Monday, December 7, 2009

Live Review: WHITLEY, SKIPPING GIRL VINEGAR, SEAGULL

Saturday, March 08, 2008 
Northcote Social Club

Man there must be some good fake I.Ds around. Barely anyone (besides someone's annoyingly boisterous dad) seems over 20 here tonight, due, it turns out, to Whitley, who has been getting a well-justified flogging on JJJ. It's a seismic shift from the last time he played the No So supporting The Panics. Gone is the boy huddled over his delay pedal with Chris Seagull at his side, tonight both shine in their own right. The most notable change though, is the crowd. The place is sold out and packed before the end of Seagull's cracked, crooked and captivating set. With sparse lyrics, repetitively hammered chords, the occasional burst of melody from his voice or the guitar makes for an arresting presence. Over often severe dynamic shifts, Seagull overlays his fractured voice which sounds as though it will age in a rich Waitesian fashion, particularly if accompanied by alcoholism. "This is in the same key as the past three songs" he deadpans before bringing in his tight, tom-heavy and wonderfully restrained rhythm section for another hypnotic workout. Stellar stuff.

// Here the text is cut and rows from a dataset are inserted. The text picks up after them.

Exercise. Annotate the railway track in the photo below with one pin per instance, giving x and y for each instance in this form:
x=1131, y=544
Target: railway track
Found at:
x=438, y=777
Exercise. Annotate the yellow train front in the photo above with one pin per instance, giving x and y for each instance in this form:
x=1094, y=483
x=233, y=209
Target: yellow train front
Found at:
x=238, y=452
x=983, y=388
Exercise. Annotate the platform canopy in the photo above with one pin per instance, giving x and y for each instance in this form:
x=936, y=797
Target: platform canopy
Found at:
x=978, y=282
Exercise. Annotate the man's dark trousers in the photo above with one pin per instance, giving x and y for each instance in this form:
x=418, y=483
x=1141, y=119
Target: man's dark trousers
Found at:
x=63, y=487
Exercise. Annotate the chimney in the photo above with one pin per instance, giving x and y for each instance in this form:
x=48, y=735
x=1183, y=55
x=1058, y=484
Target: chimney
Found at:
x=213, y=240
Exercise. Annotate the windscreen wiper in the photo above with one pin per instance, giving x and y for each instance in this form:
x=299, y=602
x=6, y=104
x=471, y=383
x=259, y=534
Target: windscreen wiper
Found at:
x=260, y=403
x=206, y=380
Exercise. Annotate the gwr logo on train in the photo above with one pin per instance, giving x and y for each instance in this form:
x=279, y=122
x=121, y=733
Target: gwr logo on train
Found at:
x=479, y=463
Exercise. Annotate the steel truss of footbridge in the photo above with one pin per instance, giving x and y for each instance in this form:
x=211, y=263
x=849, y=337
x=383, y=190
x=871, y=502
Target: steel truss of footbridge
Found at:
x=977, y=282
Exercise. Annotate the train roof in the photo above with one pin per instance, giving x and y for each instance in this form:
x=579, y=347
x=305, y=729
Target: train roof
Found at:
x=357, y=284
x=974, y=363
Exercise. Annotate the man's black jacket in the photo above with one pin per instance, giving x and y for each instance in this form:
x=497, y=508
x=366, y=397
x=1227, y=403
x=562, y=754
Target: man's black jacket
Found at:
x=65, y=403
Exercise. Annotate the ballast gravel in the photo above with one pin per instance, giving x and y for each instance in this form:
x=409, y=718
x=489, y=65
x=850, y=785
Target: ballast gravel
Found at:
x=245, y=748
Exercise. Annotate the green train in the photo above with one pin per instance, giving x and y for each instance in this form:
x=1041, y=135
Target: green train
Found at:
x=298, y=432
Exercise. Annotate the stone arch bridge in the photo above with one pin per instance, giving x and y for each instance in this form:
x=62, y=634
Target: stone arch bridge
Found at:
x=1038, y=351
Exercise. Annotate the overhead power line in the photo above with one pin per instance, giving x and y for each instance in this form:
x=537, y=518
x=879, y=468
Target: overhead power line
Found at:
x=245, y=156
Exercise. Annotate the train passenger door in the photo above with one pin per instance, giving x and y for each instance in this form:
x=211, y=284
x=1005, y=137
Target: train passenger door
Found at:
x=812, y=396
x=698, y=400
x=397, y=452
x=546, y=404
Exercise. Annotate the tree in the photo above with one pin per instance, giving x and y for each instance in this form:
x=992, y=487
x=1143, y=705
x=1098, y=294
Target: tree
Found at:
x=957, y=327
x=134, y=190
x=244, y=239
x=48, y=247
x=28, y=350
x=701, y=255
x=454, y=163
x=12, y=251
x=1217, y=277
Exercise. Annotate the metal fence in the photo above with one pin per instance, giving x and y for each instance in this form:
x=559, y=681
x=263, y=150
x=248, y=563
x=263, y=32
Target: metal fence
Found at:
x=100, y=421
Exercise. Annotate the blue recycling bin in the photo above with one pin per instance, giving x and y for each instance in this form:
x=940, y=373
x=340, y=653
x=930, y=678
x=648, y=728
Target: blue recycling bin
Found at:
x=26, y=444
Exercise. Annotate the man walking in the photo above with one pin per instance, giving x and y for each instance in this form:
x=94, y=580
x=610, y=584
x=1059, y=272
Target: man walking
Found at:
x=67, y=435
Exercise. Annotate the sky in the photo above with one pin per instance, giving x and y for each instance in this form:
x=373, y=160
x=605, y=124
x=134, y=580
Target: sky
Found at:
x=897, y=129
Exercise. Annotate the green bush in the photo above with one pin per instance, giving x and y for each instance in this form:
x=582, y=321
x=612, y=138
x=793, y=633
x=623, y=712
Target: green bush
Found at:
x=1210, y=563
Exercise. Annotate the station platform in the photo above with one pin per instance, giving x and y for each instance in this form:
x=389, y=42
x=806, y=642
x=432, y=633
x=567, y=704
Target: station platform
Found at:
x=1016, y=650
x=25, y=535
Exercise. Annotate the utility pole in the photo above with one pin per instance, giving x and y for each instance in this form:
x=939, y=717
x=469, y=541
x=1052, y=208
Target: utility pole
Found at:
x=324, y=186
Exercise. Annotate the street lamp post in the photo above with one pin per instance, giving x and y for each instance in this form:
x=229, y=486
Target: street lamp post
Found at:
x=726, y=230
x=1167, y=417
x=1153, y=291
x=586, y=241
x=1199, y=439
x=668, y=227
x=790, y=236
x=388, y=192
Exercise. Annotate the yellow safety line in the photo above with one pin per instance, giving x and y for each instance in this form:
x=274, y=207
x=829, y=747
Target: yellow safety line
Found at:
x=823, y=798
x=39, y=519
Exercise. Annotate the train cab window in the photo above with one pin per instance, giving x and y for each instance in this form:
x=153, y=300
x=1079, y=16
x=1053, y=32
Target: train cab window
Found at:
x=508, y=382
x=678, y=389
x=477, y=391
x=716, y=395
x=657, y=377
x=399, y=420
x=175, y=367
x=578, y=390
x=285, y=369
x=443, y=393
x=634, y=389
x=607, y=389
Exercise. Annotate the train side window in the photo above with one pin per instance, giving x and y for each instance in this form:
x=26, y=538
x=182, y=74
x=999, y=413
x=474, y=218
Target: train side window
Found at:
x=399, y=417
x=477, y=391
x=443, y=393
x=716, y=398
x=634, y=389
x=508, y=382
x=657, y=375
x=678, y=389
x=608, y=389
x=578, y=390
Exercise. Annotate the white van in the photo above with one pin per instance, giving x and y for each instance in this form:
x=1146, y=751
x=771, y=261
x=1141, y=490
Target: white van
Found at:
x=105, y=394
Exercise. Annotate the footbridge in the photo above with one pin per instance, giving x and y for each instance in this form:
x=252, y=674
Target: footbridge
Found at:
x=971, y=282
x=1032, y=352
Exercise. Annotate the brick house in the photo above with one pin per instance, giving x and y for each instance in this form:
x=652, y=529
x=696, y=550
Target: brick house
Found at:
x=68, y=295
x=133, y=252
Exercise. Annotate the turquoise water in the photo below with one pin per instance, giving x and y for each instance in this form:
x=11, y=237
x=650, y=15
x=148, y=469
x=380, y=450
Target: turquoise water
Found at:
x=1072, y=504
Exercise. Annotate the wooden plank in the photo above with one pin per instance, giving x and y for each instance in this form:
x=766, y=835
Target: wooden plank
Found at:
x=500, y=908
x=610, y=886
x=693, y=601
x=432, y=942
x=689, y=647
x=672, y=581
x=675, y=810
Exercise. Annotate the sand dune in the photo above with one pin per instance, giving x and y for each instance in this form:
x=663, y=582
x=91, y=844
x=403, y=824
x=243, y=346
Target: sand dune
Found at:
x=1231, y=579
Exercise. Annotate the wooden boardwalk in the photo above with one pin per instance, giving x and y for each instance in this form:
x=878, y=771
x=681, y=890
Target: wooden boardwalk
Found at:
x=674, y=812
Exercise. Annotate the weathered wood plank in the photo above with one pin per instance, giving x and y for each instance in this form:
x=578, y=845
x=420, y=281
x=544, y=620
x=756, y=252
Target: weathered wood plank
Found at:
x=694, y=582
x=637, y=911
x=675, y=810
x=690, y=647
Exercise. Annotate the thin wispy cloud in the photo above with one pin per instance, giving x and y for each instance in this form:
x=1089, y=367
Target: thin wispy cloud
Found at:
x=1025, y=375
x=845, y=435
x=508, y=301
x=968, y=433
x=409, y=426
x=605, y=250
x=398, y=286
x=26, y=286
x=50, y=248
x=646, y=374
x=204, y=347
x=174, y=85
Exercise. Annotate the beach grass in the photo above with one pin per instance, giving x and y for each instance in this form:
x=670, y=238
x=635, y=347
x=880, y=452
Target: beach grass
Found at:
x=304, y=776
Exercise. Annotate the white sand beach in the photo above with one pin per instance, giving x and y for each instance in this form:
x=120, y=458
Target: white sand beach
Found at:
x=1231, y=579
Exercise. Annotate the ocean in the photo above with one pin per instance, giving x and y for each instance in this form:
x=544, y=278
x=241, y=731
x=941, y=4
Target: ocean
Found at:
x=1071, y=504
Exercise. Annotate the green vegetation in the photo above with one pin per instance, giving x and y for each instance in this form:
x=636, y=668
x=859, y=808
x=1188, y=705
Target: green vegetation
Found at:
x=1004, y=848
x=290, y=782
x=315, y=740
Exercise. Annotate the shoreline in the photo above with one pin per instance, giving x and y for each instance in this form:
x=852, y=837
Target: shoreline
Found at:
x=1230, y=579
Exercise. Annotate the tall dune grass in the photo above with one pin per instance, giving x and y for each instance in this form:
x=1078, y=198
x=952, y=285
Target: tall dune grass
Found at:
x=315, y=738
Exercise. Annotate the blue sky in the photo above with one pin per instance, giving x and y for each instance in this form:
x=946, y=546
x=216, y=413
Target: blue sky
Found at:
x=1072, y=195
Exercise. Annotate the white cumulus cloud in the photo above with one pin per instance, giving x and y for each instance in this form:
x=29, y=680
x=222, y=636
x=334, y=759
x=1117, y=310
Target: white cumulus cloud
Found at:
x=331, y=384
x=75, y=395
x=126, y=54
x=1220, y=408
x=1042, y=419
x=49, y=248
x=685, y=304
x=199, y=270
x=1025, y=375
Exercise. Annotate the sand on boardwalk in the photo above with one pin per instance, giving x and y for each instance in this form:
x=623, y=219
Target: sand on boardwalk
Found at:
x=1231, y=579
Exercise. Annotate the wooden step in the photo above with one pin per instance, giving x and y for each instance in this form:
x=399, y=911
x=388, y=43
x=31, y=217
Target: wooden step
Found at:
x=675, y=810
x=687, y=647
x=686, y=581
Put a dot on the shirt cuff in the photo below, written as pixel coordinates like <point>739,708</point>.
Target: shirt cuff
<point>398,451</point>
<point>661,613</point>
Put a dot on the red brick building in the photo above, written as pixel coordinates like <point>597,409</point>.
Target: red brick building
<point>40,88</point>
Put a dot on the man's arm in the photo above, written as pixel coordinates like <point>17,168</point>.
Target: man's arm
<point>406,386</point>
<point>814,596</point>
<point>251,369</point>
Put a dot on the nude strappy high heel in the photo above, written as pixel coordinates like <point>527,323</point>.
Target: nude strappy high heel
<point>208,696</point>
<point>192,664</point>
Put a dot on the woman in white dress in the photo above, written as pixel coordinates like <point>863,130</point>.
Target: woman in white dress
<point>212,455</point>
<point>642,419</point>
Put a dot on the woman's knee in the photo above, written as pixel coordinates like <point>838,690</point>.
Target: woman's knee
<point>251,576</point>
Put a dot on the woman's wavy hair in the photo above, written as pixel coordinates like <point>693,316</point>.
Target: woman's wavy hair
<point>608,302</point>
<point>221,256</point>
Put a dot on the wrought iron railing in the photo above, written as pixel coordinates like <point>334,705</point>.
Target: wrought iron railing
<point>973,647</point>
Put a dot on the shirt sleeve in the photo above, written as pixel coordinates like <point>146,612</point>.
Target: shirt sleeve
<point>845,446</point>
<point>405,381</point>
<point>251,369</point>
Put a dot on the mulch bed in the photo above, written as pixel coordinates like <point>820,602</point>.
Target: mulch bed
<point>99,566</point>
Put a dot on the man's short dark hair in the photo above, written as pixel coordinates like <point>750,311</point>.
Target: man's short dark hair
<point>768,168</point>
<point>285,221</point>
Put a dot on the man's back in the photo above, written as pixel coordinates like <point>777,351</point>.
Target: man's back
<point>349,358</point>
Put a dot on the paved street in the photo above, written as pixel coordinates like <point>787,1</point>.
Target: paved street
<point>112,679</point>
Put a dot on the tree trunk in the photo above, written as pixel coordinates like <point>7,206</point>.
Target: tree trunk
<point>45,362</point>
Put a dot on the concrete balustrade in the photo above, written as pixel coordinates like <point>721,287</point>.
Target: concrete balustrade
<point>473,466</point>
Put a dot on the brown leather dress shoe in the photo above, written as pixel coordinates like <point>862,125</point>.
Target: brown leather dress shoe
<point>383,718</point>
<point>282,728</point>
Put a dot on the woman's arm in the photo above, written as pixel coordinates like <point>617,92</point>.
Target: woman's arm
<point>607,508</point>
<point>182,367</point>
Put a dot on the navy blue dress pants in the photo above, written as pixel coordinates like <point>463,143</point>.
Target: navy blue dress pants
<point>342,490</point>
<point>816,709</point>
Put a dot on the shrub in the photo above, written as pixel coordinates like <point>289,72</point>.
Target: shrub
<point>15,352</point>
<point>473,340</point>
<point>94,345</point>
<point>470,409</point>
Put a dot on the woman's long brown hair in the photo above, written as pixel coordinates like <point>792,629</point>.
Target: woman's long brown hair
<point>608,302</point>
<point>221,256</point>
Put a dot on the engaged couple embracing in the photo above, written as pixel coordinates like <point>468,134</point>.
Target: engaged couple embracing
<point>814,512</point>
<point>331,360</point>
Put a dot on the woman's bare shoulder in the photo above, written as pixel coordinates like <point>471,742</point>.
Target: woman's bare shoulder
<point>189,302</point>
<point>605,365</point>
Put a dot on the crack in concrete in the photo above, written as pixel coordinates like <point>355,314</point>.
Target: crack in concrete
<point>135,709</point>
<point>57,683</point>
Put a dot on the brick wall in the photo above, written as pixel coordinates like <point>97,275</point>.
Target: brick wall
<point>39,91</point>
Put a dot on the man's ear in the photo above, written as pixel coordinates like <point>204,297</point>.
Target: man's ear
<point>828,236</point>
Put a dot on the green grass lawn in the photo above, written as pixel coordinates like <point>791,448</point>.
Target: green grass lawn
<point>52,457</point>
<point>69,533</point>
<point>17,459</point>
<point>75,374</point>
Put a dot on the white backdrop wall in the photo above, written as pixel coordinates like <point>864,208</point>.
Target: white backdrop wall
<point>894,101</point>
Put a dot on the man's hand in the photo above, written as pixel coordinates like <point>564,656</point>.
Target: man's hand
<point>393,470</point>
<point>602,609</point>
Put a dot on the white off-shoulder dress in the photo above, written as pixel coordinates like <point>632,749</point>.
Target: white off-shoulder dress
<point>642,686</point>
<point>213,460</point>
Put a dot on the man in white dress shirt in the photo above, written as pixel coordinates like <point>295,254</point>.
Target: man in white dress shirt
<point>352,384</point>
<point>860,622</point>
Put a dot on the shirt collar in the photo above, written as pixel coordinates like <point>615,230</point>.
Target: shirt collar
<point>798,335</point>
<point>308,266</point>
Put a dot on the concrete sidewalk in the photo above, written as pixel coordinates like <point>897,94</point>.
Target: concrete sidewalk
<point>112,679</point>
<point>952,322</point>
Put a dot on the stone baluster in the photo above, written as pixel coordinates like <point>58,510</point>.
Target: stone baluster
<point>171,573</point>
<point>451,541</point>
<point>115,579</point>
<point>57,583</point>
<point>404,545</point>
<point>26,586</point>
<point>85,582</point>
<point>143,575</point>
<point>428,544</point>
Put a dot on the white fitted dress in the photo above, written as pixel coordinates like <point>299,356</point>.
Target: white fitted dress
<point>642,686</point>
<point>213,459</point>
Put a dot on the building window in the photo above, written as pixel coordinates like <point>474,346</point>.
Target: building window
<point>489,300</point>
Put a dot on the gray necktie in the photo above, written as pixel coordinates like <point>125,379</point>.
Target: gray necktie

Opening with the warm jets of Wandered Skipping Girl Vinegar seem as though they've just got out of a day spa instead of off the plane from Nashville where they just finished mixing their debut album. "You're so kind," says singer Mark Lang. "You're so good!" says some punter. Bringing in the audience to sing the horn section of next single Sift The Noise we need no encouragement, nor is it hard to find recruits for Lang's 'Postal Revolution'. People seem to be embracing homespun-authenticity in a big way here tonight, a feeling that extends to replacing emails with handwritten letters. Fighting With Gravity is elevated with it's sweet harmonies (keyboardist Amanthi Lynch and the hyper-energised drummer Chris Helm particularly stand out tonight) and closing track Sinking ties a bow around another dynamite set from a band who seem to be able to do no wrong.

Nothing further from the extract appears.